I choose to hold these aimless days close to my heart, but they were not the only days that I lived fully. I still love any field that I can lay my head on. I have since been disappointed by unkempt land, as I don’t dare to brush my skin against prickling thorns and withering life.
In class that day among my own sixteen
We fostered life, each holding one slender bean.
I planted my very own seeds of green.
But how did I learn, love, ascertain?
When compared to grass at home, in vain?
As my dear sprout never in height did gain?
So, my love for woods did dwindle
As my sadness for lack of thriving kindle
Hate for friends since my grass is little.
When my pen pushed hard into paper, angry at poor results, it did not change them. My eyes grew while my plant still was behind the others, oblivious. I still cannot laugh at my younger self. Why do I insult myself so? Are my heartstrings woven taught, of greenish grasses, rooted far into the soul and harped mockingly? I grew grass in first grade. My own living thing, from seed to bud to seed.
Envy is a companion that I’ve known from birth;
Transforms anger from low self-worth,
Rules my view of all the dear Earth.
Of course, it is a natural response to fear and insecurities within oneself, but not in any Darwinian way. Envy is neither healthy nor an effective emotion for such pain. Instead, my mind self-medicates. I mistake confidence in myself for anger, when on this narcotic.
I envy the paranoid, for someone is always listening to them, Listening well.
I envy the beggar, for he can only rise. Rise up, rise up.
I envy the dignified, for they are followed.

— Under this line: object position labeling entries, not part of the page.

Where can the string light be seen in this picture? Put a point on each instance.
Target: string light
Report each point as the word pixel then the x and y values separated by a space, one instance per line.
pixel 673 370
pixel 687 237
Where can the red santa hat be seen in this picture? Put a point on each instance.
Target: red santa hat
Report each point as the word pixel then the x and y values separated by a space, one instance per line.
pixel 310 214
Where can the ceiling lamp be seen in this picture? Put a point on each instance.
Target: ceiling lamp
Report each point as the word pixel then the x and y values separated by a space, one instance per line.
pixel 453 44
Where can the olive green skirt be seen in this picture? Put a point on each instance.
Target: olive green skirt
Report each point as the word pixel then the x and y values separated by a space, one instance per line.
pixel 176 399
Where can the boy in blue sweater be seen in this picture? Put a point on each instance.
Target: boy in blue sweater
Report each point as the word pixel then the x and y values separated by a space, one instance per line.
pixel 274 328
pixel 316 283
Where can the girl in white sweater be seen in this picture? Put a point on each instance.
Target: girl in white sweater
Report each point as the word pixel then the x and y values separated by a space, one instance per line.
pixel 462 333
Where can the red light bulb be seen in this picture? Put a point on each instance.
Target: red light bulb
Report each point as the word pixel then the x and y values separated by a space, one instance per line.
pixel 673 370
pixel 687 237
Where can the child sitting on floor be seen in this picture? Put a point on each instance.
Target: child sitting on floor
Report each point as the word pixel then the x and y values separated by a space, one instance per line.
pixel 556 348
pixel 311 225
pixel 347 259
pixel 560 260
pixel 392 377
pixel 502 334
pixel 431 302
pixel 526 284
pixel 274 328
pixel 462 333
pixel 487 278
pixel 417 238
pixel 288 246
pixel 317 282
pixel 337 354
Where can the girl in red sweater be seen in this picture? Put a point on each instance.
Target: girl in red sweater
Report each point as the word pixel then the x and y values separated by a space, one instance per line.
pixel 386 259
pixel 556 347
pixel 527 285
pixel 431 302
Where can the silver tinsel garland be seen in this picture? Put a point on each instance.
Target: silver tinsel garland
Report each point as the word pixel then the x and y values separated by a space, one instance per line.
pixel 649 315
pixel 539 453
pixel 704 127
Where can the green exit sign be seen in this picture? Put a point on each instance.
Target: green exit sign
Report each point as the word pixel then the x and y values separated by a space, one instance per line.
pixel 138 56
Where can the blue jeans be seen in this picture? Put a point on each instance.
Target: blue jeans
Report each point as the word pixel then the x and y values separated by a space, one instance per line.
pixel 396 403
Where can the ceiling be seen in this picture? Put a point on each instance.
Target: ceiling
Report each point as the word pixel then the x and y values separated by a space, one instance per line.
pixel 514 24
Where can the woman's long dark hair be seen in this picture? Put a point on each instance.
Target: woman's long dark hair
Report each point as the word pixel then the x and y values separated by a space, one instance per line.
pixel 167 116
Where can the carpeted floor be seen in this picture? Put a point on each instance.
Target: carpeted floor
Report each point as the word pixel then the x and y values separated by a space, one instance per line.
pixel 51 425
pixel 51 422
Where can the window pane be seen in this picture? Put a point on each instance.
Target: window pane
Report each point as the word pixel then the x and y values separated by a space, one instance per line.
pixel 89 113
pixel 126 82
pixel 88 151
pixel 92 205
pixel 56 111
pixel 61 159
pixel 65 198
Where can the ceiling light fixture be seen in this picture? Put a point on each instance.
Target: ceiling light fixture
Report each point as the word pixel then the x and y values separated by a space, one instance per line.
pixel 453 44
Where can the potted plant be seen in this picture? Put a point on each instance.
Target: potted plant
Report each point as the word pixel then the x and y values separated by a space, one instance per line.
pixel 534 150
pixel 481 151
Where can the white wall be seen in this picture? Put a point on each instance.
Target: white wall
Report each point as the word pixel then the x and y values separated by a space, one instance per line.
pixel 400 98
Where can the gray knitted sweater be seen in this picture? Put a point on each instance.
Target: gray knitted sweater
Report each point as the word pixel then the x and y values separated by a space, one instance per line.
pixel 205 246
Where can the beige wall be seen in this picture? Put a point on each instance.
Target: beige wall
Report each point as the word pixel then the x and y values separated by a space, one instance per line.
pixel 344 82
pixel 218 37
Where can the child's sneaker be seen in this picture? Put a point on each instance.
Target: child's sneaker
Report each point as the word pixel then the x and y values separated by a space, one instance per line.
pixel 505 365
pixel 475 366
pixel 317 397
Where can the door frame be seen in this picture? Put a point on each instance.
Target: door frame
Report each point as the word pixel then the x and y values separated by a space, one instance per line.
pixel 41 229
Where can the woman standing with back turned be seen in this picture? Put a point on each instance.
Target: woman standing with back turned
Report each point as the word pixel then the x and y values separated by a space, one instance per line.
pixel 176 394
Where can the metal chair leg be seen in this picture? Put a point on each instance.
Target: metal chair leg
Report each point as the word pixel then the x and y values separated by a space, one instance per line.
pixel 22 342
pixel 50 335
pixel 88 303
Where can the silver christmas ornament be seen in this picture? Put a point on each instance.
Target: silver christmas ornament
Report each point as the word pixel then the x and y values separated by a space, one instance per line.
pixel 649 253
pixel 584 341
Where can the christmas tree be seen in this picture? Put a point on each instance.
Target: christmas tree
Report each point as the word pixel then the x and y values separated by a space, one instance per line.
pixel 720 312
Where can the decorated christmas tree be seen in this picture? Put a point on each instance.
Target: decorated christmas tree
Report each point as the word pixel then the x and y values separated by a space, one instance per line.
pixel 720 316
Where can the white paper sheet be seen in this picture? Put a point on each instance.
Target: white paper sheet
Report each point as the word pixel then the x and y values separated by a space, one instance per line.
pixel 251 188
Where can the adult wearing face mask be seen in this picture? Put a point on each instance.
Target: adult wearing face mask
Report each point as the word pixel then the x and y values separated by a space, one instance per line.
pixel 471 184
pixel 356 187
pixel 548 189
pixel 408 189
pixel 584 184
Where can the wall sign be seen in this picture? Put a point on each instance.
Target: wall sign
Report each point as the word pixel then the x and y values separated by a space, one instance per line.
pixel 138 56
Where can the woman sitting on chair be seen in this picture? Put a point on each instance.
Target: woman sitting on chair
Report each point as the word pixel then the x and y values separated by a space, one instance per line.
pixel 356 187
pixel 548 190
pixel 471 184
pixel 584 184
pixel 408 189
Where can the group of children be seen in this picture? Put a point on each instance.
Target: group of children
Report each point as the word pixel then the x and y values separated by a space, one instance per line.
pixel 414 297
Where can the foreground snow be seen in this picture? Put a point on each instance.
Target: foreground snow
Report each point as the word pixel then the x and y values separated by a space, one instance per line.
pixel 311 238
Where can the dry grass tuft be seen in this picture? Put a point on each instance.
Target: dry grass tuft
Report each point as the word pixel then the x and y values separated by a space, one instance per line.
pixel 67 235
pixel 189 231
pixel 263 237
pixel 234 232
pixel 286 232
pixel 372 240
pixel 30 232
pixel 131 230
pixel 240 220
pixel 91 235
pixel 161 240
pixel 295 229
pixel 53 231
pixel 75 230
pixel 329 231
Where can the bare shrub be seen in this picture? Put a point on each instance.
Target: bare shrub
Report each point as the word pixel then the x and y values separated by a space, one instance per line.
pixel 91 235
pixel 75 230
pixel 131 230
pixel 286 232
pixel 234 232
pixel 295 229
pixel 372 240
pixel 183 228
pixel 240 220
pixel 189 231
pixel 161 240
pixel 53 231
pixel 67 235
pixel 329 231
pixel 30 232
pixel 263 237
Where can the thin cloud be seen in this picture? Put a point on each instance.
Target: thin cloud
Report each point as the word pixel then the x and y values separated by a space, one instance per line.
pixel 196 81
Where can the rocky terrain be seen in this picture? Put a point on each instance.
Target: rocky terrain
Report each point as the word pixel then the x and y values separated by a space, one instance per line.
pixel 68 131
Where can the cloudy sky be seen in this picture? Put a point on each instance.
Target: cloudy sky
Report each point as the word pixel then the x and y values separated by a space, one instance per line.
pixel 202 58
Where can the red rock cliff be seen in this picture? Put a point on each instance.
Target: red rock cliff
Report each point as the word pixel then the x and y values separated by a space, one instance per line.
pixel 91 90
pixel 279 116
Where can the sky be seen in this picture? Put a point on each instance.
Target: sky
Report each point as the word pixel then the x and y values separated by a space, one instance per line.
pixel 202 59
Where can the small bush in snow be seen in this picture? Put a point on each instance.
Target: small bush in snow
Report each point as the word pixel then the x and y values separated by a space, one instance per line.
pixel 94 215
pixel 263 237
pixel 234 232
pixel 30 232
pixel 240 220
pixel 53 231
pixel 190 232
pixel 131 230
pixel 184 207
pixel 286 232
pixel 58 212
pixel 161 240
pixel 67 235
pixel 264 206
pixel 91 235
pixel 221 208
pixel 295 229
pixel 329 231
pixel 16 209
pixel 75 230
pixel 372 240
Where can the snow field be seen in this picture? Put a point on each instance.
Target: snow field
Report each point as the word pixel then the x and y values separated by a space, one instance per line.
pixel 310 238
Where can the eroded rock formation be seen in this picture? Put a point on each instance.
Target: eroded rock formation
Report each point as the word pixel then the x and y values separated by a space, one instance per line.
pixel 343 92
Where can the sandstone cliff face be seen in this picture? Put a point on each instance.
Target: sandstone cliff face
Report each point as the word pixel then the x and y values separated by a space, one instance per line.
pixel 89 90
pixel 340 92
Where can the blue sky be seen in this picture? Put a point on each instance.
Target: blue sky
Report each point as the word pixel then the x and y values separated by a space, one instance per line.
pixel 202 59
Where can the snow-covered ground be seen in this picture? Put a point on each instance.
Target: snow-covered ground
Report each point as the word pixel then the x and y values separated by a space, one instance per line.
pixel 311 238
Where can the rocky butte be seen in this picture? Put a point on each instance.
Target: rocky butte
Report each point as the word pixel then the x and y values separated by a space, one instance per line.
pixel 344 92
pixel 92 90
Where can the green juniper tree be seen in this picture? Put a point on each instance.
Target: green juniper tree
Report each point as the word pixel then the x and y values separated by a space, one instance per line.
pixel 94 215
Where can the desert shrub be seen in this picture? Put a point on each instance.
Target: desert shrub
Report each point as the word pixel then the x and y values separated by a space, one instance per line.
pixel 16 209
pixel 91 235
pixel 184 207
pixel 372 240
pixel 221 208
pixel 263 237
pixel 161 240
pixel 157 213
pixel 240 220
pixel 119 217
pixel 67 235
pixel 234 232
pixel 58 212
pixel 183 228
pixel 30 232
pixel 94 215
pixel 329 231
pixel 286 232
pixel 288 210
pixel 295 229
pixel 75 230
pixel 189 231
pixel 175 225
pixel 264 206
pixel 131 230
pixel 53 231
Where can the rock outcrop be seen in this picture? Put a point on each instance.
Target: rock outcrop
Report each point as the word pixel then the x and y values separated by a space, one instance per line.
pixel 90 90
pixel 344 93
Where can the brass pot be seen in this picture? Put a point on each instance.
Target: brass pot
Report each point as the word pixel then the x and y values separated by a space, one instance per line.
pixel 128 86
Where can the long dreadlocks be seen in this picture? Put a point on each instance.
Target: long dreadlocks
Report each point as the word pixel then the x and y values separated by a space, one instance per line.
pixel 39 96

The meek, for they are humble.
I am envious of those who see the world simply. It fuels their disdain and blames the oppressed. Above all, I envy my future self. The lines in the sand never fade. But I am proud of the northern winds that overcome me. I know that you are stronger, more beautiful, more complete. If the skies are darker there, you have still walked on. The hills of today are in the rearview mirror. Mountains can be climbed with greater confidence.
Yet, there is one thing that our story’s little girl staring into the skies should live to see.
Her classroom experiment thrives, planted in the yard around our birch tree.
It thrives through the seasons and gives hope, to me.